Küreselleşmenin etkisiyle ulus devletler zayıflatmakta; fakat milletler varlıklarını sürdürmektedirler. Katalunya veya Katalonya (Catalunya) İspanya’nın kuzey doğusunda bulunan özerk bir bölgedir. Bu bölge ulus devlete sahip olmadan milliyetçi olunabileceğine örnek teşkil eder.

Modern ulus devletler, Weber’in de belirttiği gibi belirli bir alan (toprak) üzerindeki şiddet kullanma tekelini elinde bulunduran devlettir. Ulus devletler kapitalizmin sermaye birikimini sağlamaya yönelik hukuksal, ideolojik, siyasal örgütlenme biçimleri olarak ortaya çıkmışlardır.

Buna göre küreselleşme süreciyle birlikte ulus devletler egemenliklerini yitirmeye başlamıştır. Sermaye, mal, hizmetler, iletişim, teknoloji, enformasyon akışları devletin toplumsal alan üzerindeki kontrol yeteneğini ortadan kaldırma eğilimi taşımaktadır. Ağ devleti, sermayenin küreselleşmesi, çok taraflı iktidar yapılarının oluşması ve merkezî otoritenin yerel ve bölgesel yönetimlere kayması anlamına gelmekte ve yeni bir iktidar biçimini ifade etmektedir.
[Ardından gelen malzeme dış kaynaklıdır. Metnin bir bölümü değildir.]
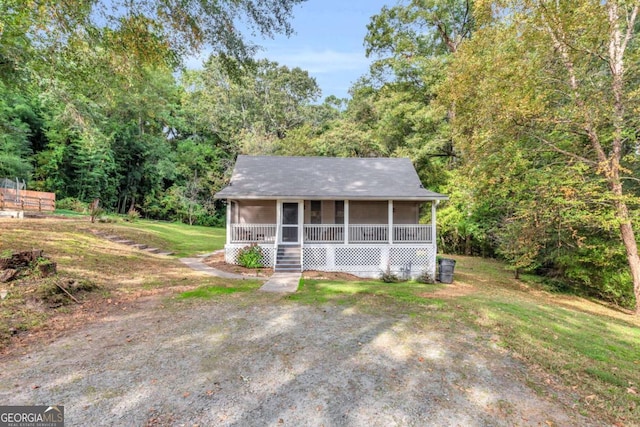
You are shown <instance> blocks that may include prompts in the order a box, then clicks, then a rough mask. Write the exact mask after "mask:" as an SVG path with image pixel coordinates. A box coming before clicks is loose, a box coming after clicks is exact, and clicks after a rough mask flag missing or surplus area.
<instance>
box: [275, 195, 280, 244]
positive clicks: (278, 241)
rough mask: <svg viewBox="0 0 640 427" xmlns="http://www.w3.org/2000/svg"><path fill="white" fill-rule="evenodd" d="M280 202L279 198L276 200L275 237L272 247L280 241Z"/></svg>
mask: <svg viewBox="0 0 640 427" xmlns="http://www.w3.org/2000/svg"><path fill="white" fill-rule="evenodd" d="M281 224H282V203H281V201H280V200H276V238H275V242H274V245H275V246H274V247H275V248H277V247H278V244H279V243H280V232H281V231H280V229H281V228H282V226H281Z"/></svg>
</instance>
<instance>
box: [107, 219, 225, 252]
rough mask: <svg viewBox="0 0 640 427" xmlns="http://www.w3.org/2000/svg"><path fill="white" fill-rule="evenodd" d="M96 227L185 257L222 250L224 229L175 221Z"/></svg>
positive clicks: (119, 224) (223, 240)
mask: <svg viewBox="0 0 640 427" xmlns="http://www.w3.org/2000/svg"><path fill="white" fill-rule="evenodd" d="M97 227H100V228H103V229H105V230H108V231H109V232H113V233H114V234H118V235H121V236H122V237H126V238H129V239H132V240H135V241H137V242H138V243H144V244H147V245H152V246H157V247H159V248H161V249H164V250H168V251H171V252H174V254H175V256H178V257H187V256H195V255H200V254H205V253H209V252H212V251H215V250H217V249H222V248H223V247H224V243H225V238H226V232H225V229H224V228H215V227H202V226H197V225H187V224H182V223H176V222H173V223H172V222H160V221H147V220H137V221H135V222H124V221H123V222H118V223H117V224H97Z"/></svg>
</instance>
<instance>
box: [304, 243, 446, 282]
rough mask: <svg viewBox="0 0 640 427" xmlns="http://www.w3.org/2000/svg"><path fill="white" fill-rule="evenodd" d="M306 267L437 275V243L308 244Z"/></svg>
mask: <svg viewBox="0 0 640 427" xmlns="http://www.w3.org/2000/svg"><path fill="white" fill-rule="evenodd" d="M303 265H304V269H305V270H319V271H339V272H344V273H350V274H354V275H356V276H360V277H380V275H381V274H382V273H383V272H385V271H387V268H389V270H391V272H392V273H394V274H396V275H398V276H400V277H405V278H416V277H418V276H420V275H422V274H425V273H426V274H429V275H431V276H432V277H435V272H436V247H435V246H434V245H393V246H392V245H386V246H385V245H375V246H373V245H371V246H353V245H342V246H340V245H305V247H304V249H303Z"/></svg>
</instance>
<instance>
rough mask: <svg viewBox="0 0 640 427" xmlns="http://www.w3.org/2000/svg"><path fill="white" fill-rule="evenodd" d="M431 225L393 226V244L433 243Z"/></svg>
mask: <svg viewBox="0 0 640 427" xmlns="http://www.w3.org/2000/svg"><path fill="white" fill-rule="evenodd" d="M432 230H433V229H432V227H431V225H422V224H410V225H394V226H393V243H415V242H420V243H431V242H432V241H433V239H432V236H431V232H432Z"/></svg>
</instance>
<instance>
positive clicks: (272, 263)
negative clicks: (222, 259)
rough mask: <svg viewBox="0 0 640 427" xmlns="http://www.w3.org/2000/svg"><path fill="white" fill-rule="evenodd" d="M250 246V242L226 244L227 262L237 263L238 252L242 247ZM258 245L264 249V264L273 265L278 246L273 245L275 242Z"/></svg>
mask: <svg viewBox="0 0 640 427" xmlns="http://www.w3.org/2000/svg"><path fill="white" fill-rule="evenodd" d="M248 246H249V245H248V244H239V245H238V244H234V245H225V247H224V261H225V262H226V263H227V264H237V263H238V254H239V253H240V251H241V250H242V249H244V248H246V247H248ZM258 246H260V249H261V250H262V265H264V266H265V267H273V266H274V264H275V262H276V248H275V247H274V246H273V243H272V244H268V245H258Z"/></svg>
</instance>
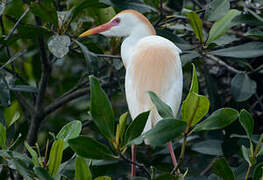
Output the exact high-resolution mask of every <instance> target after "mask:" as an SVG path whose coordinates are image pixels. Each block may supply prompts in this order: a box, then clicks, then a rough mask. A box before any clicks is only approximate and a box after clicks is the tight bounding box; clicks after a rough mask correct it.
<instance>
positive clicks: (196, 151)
mask: <svg viewBox="0 0 263 180" xmlns="http://www.w3.org/2000/svg"><path fill="white" fill-rule="evenodd" d="M192 150H193V151H196V152H199V153H201V154H208V155H212V156H223V151H222V141H221V140H215V139H214V140H212V139H209V140H206V141H202V142H199V143H195V144H193V146H192Z"/></svg>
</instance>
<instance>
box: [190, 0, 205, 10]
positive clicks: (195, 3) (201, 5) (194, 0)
mask: <svg viewBox="0 0 263 180" xmlns="http://www.w3.org/2000/svg"><path fill="white" fill-rule="evenodd" d="M192 2H193V3H194V4H195V5H197V6H198V7H199V8H200V9H203V6H202V4H200V3H199V2H198V1H197V0H192Z"/></svg>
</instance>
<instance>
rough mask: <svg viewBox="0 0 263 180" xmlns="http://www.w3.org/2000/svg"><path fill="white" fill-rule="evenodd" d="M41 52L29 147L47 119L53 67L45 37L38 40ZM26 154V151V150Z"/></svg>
mask: <svg viewBox="0 0 263 180" xmlns="http://www.w3.org/2000/svg"><path fill="white" fill-rule="evenodd" d="M35 19H36V23H37V25H38V26H41V25H42V22H41V19H40V18H39V17H35ZM38 44H39V50H40V56H41V57H40V60H41V79H40V85H39V91H38V94H37V98H36V113H35V114H34V115H33V117H32V119H31V123H30V127H29V131H28V134H27V139H26V140H27V142H28V144H29V145H33V144H35V142H36V141H37V133H38V130H39V128H40V124H41V122H42V121H43V120H44V119H45V115H44V113H43V101H44V97H45V93H46V89H47V84H48V79H49V76H50V73H51V66H50V64H49V60H48V57H47V54H46V51H45V43H44V39H43V37H39V38H38ZM25 152H26V150H25Z"/></svg>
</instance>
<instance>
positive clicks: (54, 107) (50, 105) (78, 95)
mask: <svg viewBox="0 0 263 180" xmlns="http://www.w3.org/2000/svg"><path fill="white" fill-rule="evenodd" d="M88 93H89V88H83V89H79V90H76V91H75V92H72V93H71V94H68V95H66V96H64V97H63V98H58V99H56V100H54V102H53V103H51V104H50V105H48V106H47V107H46V108H45V109H44V113H43V115H48V114H50V113H52V112H54V111H56V110H57V109H58V108H60V107H62V106H63V105H65V104H66V103H68V102H70V101H72V100H74V99H76V98H79V97H81V96H84V95H88ZM62 96H63V95H62Z"/></svg>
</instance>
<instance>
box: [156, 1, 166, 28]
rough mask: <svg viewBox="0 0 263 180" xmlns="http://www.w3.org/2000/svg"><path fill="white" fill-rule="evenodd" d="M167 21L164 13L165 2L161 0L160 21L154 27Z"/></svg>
mask: <svg viewBox="0 0 263 180" xmlns="http://www.w3.org/2000/svg"><path fill="white" fill-rule="evenodd" d="M164 19H165V16H164V13H163V1H162V0H160V18H159V19H158V21H157V22H156V23H155V24H154V27H156V26H158V25H159V23H160V22H161V21H162V20H164Z"/></svg>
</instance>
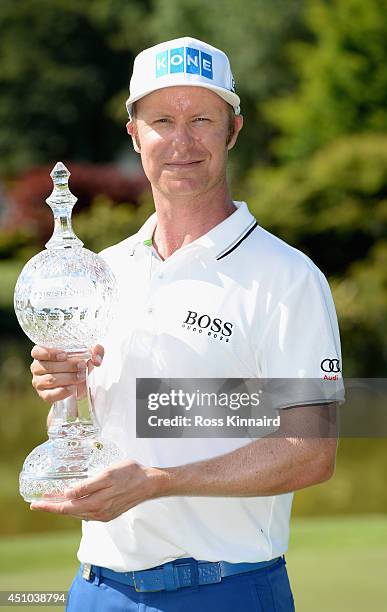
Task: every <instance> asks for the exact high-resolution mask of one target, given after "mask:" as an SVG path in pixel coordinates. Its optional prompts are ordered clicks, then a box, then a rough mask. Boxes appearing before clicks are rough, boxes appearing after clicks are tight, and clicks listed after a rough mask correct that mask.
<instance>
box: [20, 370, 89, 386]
mask: <svg viewBox="0 0 387 612" xmlns="http://www.w3.org/2000/svg"><path fill="white" fill-rule="evenodd" d="M85 380H86V373H85V372H77V374H75V373H74V374H44V375H43V376H34V377H33V379H32V386H33V387H34V389H36V390H37V391H45V390H46V389H55V388H57V387H68V386H69V385H77V384H79V383H81V382H82V383H83V382H84V381H85Z"/></svg>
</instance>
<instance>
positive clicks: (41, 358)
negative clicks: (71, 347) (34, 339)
mask: <svg viewBox="0 0 387 612" xmlns="http://www.w3.org/2000/svg"><path fill="white" fill-rule="evenodd" d="M31 357H32V358H33V359H38V360H39V361H66V359H67V354H66V353H65V351H62V350H61V349H48V348H44V347H43V346H37V345H35V346H34V347H33V348H32V350H31Z"/></svg>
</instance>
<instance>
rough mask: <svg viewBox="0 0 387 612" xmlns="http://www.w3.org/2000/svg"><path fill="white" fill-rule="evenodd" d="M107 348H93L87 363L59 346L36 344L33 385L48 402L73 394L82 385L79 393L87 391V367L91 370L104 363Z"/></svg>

Ağ toplumuna getirilen en önemli eleştirilerden ilki, ağlar oluşturma mantığının ve ağın merkezsiz hiyerarşi gerektirmeyen yatay ilişkiler mantığının zorunlu olarak hiyerarşileri ortadan kaldırmayacağıdır. İkinci eleştiri; ağın merkezî ortadan kaldırdığı düşüncesinin gerçeği yansıtmadığıdır. Buna göre küreselleşme beraberinde sermayenin rahatça dünya ölçeğinde dolaşımını sağlamakla birlikte, sermaye hâlâ ulus devletlere bağımlıdır.